The role of brown adipose tissue on substrate metabolism and insulin sensitivity in humans

Brown adipose tissue (BAT) is a recently re-discovered tissue in humans. The role of BAT in thermogenesis and metabolic regulation has been established in rodents. However, the physiological and clinical significance of this tissue in humans has not been proven yet. The purpose of these investigations was to explore the role of BAT in whole-body energy homeostasis, glucose and lipids kinetics, insulin sensitivity, and thermoregulation in humans.
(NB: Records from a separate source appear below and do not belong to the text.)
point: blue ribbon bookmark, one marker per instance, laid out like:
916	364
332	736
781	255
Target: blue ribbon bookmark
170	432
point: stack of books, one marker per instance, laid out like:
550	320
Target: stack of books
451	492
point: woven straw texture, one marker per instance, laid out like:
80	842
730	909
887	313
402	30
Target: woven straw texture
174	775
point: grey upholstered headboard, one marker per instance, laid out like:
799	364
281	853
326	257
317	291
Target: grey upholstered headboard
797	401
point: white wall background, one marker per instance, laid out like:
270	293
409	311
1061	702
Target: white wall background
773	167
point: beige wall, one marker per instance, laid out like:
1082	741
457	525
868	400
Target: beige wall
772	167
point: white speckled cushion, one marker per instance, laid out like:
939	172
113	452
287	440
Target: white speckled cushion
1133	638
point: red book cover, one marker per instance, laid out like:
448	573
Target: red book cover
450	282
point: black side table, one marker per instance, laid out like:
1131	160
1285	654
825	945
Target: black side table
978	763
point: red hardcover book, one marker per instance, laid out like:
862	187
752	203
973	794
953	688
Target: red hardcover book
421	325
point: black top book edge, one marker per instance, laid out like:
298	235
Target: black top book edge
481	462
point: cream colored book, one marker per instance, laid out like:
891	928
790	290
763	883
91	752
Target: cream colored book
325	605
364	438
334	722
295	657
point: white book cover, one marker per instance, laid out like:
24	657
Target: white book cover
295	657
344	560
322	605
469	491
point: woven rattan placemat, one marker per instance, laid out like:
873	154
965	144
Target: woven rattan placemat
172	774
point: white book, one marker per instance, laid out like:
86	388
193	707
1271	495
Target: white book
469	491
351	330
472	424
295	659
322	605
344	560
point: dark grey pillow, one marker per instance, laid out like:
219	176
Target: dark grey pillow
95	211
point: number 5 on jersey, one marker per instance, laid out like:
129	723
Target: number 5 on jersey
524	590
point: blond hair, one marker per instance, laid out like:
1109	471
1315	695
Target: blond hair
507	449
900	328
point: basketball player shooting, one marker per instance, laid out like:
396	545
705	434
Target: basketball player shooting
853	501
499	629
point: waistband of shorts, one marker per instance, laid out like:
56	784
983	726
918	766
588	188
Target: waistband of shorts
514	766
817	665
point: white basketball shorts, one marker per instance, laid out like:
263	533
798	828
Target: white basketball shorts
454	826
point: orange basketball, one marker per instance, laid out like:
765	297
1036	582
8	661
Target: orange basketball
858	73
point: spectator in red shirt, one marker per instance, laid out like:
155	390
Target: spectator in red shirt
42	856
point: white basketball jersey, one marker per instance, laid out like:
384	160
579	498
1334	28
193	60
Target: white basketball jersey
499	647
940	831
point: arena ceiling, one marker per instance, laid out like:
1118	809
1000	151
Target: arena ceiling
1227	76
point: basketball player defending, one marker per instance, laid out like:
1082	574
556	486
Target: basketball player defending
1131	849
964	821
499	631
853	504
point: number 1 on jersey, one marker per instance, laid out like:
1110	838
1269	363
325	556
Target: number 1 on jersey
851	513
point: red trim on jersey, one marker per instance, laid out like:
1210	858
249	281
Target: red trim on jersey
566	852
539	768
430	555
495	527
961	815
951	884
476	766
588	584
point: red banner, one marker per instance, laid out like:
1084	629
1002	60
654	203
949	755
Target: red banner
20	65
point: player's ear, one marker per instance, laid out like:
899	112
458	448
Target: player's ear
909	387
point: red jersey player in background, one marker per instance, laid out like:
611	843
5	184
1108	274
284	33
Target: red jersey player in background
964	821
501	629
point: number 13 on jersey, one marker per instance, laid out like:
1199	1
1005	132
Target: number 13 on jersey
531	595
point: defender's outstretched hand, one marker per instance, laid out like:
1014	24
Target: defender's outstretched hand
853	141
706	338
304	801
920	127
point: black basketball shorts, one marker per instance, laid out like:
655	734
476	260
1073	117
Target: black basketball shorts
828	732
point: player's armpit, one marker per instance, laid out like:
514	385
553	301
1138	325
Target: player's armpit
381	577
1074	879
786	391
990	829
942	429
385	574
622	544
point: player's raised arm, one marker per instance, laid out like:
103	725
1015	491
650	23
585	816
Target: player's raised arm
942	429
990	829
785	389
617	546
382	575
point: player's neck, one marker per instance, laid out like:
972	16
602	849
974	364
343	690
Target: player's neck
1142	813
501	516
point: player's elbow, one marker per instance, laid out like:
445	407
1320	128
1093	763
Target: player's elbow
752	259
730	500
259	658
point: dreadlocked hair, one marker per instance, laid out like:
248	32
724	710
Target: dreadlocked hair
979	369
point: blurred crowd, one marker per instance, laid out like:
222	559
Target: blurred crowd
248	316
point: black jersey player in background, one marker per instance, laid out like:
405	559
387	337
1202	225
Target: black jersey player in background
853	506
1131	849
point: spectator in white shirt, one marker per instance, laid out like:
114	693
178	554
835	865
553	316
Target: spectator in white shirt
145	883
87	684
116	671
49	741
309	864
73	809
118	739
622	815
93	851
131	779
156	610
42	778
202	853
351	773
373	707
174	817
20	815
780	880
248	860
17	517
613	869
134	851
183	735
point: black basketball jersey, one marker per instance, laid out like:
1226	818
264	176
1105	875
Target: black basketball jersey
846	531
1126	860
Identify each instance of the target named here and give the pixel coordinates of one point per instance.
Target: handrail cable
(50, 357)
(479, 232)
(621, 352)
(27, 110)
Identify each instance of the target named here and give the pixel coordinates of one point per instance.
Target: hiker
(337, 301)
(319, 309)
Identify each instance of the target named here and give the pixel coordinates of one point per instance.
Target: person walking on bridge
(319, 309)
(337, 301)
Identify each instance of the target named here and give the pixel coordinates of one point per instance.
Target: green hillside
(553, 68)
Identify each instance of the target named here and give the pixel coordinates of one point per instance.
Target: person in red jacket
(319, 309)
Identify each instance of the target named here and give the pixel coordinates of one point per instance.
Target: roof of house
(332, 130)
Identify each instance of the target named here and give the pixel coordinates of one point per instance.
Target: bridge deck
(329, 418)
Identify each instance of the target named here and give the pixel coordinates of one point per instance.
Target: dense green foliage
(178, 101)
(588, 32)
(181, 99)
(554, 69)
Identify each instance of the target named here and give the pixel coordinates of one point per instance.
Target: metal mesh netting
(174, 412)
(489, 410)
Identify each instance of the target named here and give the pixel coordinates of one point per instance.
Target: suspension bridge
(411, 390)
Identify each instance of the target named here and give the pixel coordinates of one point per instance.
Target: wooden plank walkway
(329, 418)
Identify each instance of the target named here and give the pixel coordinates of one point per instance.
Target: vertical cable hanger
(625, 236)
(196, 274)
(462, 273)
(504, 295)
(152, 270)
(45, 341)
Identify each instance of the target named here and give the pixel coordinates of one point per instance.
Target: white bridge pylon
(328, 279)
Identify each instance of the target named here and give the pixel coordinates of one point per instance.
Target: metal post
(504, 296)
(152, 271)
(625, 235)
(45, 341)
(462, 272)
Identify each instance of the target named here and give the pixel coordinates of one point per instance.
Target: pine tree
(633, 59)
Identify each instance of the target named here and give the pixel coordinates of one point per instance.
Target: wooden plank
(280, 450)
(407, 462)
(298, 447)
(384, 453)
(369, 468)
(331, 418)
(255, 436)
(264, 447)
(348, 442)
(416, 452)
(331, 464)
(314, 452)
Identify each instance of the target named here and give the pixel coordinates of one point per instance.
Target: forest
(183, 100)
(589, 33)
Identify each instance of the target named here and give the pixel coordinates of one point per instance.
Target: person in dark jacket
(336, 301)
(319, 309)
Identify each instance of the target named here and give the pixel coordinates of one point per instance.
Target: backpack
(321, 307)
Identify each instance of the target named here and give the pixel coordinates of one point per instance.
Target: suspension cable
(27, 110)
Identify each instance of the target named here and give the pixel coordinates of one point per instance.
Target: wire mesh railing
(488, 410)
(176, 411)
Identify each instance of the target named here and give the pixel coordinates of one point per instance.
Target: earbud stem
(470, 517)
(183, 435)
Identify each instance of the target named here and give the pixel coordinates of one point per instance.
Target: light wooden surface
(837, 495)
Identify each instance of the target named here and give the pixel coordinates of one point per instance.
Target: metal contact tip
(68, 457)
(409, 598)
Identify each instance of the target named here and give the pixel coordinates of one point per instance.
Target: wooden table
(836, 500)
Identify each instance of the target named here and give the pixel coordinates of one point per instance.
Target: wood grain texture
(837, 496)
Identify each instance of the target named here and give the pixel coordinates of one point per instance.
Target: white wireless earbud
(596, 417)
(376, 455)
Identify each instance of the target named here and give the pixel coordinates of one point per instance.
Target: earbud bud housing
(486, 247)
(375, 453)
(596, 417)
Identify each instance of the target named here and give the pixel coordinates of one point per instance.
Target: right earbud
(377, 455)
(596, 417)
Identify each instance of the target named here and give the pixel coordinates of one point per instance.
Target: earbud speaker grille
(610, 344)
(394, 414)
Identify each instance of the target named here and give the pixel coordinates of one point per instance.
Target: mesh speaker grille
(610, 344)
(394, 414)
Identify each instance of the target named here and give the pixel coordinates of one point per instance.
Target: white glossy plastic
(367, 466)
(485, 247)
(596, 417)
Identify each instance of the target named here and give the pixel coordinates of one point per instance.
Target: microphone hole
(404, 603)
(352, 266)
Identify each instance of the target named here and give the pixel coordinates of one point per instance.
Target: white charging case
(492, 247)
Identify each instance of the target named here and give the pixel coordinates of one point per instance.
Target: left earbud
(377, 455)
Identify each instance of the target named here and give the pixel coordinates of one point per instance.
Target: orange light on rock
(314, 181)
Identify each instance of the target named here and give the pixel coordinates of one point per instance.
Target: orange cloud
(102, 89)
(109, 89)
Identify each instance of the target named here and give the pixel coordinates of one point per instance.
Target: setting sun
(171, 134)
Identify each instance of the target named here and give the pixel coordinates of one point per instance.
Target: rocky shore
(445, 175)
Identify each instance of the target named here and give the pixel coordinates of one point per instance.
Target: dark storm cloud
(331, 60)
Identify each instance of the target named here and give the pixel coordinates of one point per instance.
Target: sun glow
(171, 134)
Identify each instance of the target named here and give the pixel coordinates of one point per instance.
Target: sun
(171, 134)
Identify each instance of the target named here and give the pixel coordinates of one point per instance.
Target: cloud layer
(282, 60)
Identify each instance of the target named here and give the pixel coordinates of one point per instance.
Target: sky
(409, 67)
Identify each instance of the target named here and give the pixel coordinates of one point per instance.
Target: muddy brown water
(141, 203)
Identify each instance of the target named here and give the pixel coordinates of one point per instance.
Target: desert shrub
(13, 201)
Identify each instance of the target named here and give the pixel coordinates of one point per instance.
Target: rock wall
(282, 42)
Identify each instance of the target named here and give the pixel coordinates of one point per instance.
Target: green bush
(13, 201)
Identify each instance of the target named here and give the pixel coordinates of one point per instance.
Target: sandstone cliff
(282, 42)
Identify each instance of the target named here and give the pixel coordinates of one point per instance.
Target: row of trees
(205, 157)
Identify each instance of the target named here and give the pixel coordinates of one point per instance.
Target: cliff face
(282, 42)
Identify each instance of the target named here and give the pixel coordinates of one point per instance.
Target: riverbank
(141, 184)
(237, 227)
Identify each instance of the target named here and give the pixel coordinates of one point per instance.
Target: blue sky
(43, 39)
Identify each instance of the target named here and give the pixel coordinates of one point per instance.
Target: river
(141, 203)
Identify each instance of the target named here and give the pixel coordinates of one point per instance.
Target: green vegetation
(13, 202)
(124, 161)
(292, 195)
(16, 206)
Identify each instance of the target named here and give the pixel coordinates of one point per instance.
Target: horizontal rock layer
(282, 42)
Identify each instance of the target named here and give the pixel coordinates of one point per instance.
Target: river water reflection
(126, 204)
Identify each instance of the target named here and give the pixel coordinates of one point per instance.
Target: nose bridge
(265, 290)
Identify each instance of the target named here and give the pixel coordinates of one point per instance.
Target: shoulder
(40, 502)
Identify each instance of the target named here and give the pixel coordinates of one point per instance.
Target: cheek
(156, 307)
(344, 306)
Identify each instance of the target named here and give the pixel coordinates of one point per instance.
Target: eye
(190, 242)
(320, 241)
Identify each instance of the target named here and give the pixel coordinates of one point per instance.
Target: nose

To this end, we studied men with (BAT+) or without (BAT-) detectable BAT under prolonged mild cold and thermoneutral conditions using infusion of stable isotopic tracers, hyperinsulinemic-euglycemic clamps, indirect calorimetry, and positron emission tomography-computed tomography. A novel method was established to sample the supraclavicular BAT depot and white adipose tissue biopsies were collected from the subcutaneous abdominal area. During cold exposure, only BAT+ individuals demonstrated a significant increase in whole-body resting energy expenditure, free fatty acid oxidation, glucose disposal, and insulin sensitivity. BAT+ individuals also exhibited a higher increase in whole-body lipolysis during cold exposure, compared to the BAT- group, while they were protected from the cold-induced decrease in adipose tissue insulin sensitivity observed in the BAT- group. With regard to thermoregulation, BAT activity was associated with higher tolerance to cold and change in core body temperature. Functional and molecular analyses of brown and white adipose samples demonstrated the increased thermogenic capacity of BAT mitochondria and the cold-induced up-regulation of genes involved in thermogenesis and lipid metabolism in BAT. The newly established BAT biopsy technique was safe and well tolerated. These results demonstrate a physiologically significant role of BAT in whole-body energy expenditure, glucose and lipid homeostasis, insulin sensitivity, and thermoregulation in humans, and support the notion that human BAT may function as an anti-obesity and anti-diabetic tissue.